Tekst: Rinus van Warven – Foto’s: Paul Mellaart.
Bron: het blad Vrijmetselarij, jaargang 65, nr. 10, december 2011 (pub).
In 1991 ontvangt ze een erepenning van loge ‘La Vertu’ in Leiden voor haar werk op het gebied van (medische) ethiek. En er zijn vrijmetselaren in haar familie te vinden. Prof. dr. Heleen Dupuis waardeert de vrijmetselarij in haar streven naar bezinning op het mens-zijn. “Het is zo waardevol als je gestructureerd nadenkt over de grondslagen van het menselijk bestaan. Bezin je op wie je werkelijk bent, waarvoor je leeft en wat je verantwoordelijkheden zijn. De vrijmetselarij past naadloos in de verlichtingstraditie, waarbinnen tolerantie voor elkaars ideeën zo’n belangrijke rol speelt. Het past helemaal in het Aristotelische idee van het goede leven.” Heleen Dupuis (1945) is sinds 8 juni 1999 lid van de VVD-fractie in de Eerste Kamer. Zij was hoogleraar medische ethiek in Leiden, voorzitter van de Ethische Adviesraad van Sanguin en vicevoorzitter van de Commissie Medische Ethiek van het Leids Universitair Medisch Centrum. In de Eerste Kamer houdt evrouw Dupuis zich bezig met volksgezondheid, wetenschapsbeleid en hoger onderwijs. Zij was van 2007 tot 2011 de eerste ondervoorzitter van de Eerste Kamer.

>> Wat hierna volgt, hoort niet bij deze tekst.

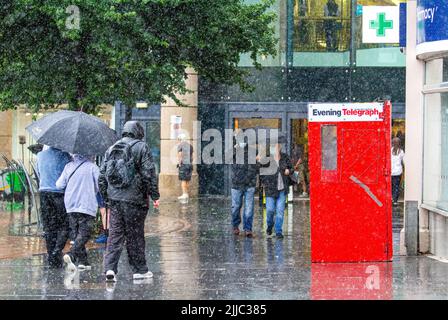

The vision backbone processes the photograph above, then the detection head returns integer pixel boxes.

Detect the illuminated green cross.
[369,12,393,37]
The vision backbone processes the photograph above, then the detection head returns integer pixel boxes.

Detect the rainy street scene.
[0,0,448,305]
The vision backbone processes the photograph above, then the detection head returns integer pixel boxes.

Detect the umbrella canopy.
[26,110,118,156]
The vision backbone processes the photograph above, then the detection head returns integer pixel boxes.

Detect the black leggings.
[392,175,401,203]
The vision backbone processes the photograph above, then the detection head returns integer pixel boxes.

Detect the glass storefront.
[293,0,351,67]
[423,57,448,211]
[239,0,406,68]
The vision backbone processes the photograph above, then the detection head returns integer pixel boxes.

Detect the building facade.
[198,0,406,196]
[0,0,407,200]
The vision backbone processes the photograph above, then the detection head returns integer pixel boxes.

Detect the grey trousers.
[103,200,149,274]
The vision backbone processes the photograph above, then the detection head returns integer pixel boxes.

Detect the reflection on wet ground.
[0,198,447,300]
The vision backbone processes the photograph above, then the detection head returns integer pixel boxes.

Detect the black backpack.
[105,140,140,189]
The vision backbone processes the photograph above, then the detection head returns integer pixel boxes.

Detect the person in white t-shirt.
[391,137,405,205]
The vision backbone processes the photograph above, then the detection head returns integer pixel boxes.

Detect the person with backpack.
[56,154,100,270]
[36,146,72,268]
[99,121,160,283]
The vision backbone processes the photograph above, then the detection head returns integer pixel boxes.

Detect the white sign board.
[362,6,399,44]
[308,103,384,122]
[170,115,183,139]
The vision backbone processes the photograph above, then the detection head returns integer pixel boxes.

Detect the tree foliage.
[0,0,277,114]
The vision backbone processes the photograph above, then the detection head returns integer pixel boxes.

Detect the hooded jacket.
[56,154,99,216]
[99,121,160,207]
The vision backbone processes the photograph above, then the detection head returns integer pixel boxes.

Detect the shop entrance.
[290,118,309,199]
[230,112,312,201]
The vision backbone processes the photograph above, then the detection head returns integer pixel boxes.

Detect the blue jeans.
[231,187,256,232]
[266,191,286,235]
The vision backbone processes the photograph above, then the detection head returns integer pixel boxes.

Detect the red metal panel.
[309,102,392,262]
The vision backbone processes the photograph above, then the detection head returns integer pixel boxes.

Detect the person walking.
[295,149,309,198]
[56,154,100,270]
[36,146,72,268]
[99,121,160,283]
[177,133,194,201]
[231,131,259,238]
[259,134,293,239]
[391,137,405,205]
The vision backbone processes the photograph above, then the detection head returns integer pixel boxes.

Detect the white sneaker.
[105,270,117,282]
[178,194,189,200]
[78,264,92,271]
[133,271,153,280]
[63,254,77,272]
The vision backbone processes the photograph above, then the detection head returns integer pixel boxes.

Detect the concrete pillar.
[0,111,13,166]
[403,1,425,255]
[159,68,199,199]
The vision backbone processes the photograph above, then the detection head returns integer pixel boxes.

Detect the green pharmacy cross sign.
[370,12,393,37]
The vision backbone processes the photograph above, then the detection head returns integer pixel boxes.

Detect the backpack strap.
[67,160,87,185]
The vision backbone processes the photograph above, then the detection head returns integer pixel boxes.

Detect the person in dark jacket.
[259,134,292,239]
[231,132,259,238]
[99,121,160,283]
[36,146,72,268]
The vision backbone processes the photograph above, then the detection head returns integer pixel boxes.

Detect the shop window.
[293,0,351,53]
[423,93,448,211]
[321,125,337,171]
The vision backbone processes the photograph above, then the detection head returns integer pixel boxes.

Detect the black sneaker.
[266,228,273,237]
[276,233,284,239]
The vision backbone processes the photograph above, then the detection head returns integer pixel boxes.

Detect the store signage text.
[309,103,384,122]
[417,0,448,44]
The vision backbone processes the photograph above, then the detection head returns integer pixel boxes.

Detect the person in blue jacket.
[36,146,72,268]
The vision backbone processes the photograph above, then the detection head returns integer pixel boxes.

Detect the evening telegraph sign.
[308,103,384,123]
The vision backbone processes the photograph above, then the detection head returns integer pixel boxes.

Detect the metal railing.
[0,153,41,235]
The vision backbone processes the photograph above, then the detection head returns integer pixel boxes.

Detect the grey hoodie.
[56,154,100,216]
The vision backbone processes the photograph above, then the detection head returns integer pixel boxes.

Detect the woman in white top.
[391,137,405,205]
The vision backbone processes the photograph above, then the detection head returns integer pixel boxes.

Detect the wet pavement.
[0,198,447,300]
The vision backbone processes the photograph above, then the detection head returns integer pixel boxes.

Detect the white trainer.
[78,264,92,271]
[178,194,189,200]
[63,254,77,272]
[133,271,153,280]
[105,270,117,282]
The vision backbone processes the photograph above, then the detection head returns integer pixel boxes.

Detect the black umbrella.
[26,110,118,156]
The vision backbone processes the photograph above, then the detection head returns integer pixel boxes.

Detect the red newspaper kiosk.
[308,101,393,263]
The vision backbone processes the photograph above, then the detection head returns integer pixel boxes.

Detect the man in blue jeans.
[259,134,292,239]
[231,131,259,238]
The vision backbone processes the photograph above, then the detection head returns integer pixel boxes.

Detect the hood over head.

‘Zingeving en levensbeschouwing is fundamenteel in het menselijk bestaan’
Dialoog
Er zijn godsdiensten die de pretentie hebben dat zij aan de basis van het ethisch denken staan. Hoe denkt senator Heleen Dupuis daarover? “Daarmee ben ik het gewoon principieel niet eens. Plato heeft een dialoog geschreven waarin Socrates de vraag behandelt: Is iets goed omdat God het goed vindt of vindt God iets goed omdat het goed is? Wat is er eerder? Moraal of godsdienst? Mijn positie? De godsdienst neemt de moraal in zich op en niet andersom.”
“Moraal is gecumuleerde ervaring. De mensen leren door schade en schande dat bepaalde dingen beter niet kunnen en andere beter wel. Als er ergens in een maatschappelijke context zich een godsdienst ontwikkelt – ik zeg het maar op de menselijke manier – dan is het voor de hand liggend dat die godsdienst ook de morele normen, die in die groep bestaan, in zich opneemt.”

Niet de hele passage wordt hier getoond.